Nigeria has already fallen back on its reserve, which rose to 67 billion dollars last year, but dropped to 48 billion dollars in April, due to falling prices of oil and a wavering exchange rate.

The multilateral institution gave the advice in its April 2009 Regional Economic Outlook: Sub-Sahara Africa, at the 2009 Spring meetings of the IMF and World Bank.

Presenting the report, IMF Director of Africa Department, Ms Antoinette Sayeh said the global financial crisis had already taken a toll on government revenues, and stressed the need to stay within available fiscal space.

She declared: "If the increase in the fiscal deficit can be financed, countries that have achieved macro-economic stability and sustainable debt levels should maintain planned spending.

"A few countries also have scope for discretionary fiscal stimulus, such as additional social measures, to protect the poor. Commodity exporters that accumulated savings during the boom may be able to adjust gradually by drawing down reserves.”

She, however, said in countries with limited or no fiscal space, there might be no alternative to tightening fiscal policies in the near term.

Sayeh said an additional donor support for those countries would be needed to sail through the crisis, expected to start improving by the first half of 2010.
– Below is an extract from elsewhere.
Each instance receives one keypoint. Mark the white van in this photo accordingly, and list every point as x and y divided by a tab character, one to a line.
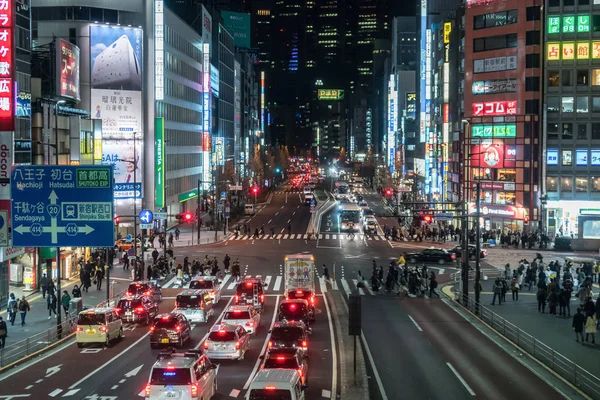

She stressed the need for African countries to ease monetary police where possible, and let the exchange rates adjust to the external environment.
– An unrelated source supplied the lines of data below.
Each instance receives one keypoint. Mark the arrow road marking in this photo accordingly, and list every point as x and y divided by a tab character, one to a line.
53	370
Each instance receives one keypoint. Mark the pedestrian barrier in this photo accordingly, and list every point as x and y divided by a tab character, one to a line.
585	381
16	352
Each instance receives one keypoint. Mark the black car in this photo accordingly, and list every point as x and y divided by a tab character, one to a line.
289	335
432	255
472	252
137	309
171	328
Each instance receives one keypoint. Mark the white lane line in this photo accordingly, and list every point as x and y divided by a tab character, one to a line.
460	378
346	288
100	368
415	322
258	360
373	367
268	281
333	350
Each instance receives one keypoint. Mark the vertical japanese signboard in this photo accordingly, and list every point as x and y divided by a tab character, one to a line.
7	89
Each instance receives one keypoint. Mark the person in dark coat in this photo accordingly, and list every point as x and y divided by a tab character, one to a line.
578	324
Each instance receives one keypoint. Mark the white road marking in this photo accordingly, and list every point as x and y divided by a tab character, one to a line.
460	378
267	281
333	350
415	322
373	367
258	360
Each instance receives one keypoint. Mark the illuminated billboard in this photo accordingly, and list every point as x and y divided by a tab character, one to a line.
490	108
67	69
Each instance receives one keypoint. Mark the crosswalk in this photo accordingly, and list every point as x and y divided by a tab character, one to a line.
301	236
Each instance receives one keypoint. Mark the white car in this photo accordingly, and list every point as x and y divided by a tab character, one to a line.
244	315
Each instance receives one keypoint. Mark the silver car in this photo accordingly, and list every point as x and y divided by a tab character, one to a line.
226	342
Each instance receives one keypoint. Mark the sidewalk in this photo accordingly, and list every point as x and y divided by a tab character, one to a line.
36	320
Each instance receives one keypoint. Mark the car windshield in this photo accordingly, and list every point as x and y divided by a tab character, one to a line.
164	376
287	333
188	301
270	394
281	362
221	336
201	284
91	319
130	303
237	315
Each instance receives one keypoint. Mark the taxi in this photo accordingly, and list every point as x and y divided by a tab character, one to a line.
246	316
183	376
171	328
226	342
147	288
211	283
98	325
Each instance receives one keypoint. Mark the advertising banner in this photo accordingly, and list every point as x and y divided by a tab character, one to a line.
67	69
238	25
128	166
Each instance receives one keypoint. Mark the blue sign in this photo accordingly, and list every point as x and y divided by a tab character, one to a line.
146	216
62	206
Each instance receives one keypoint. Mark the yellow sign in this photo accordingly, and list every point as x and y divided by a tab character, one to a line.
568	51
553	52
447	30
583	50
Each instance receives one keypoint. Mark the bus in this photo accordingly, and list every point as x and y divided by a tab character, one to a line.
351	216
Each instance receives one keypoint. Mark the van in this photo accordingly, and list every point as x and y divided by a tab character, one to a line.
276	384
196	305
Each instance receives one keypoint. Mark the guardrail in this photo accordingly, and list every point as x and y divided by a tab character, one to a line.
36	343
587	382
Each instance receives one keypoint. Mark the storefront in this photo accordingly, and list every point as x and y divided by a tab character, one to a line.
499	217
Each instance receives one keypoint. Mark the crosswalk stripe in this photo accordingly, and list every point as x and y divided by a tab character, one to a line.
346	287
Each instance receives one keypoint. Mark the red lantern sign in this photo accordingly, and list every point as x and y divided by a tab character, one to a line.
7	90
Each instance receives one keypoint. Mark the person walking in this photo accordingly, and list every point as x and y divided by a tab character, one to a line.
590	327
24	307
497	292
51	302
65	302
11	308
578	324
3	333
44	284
The CBN had last year eased the exchange rate to protect the reserves, and insisted that foreign exchange would only be made available to individuals and businesses with legitimate transactions.

The exchange rate soared from N117 to a dollar in the last quarter of last year to N152 in April, with the parallel market hovering between N180 and N200.
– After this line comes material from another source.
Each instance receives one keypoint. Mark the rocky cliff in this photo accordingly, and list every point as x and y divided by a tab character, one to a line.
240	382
Sayeh added, “the plunge in commodity prices, like the crude oil, should provide a disinflationary impulse, which might allow some countries to ease monetary policy.

"Where the terms of trade have deteriorated or capital flows are drying up, real exchange rates will have to depreciate.”

The IMF director also said there was a need to monitor financial institutions and be prepared to act promptly.

She said priorities might be reordered to emphasise short-term measures, such as intensified surveillance, to facilitate early detection of risks.

The short-term priorities, according to her, should not distract governments from recognising and responding to the need for longer-term reforms, to reinforce and diversify their financial systems.

Sayeh said the IMF revised its lending instruments to make them more flexible and was also working to double concessional lending to the low income countries in Africa.

`The Fund will also continue to provide policy advice and extensive technical assistance to strengthen economic policy making in African countries,” she added.

The News Agency of Nigeria (NAN) quotes the report as saying that “prospects for Africa deteriorated markedly as a result of the global financial crisis, with Sub-Saharan Africa’s growth projected at 1.5 per cent in 2009, before recovering just under four per cent in 2009.”

The sub-region, in the last ten years, had a growth rate of seven per cent, and had the hope of meeting some of the goals of the MDGs by 2015, before the crisis started in 2007.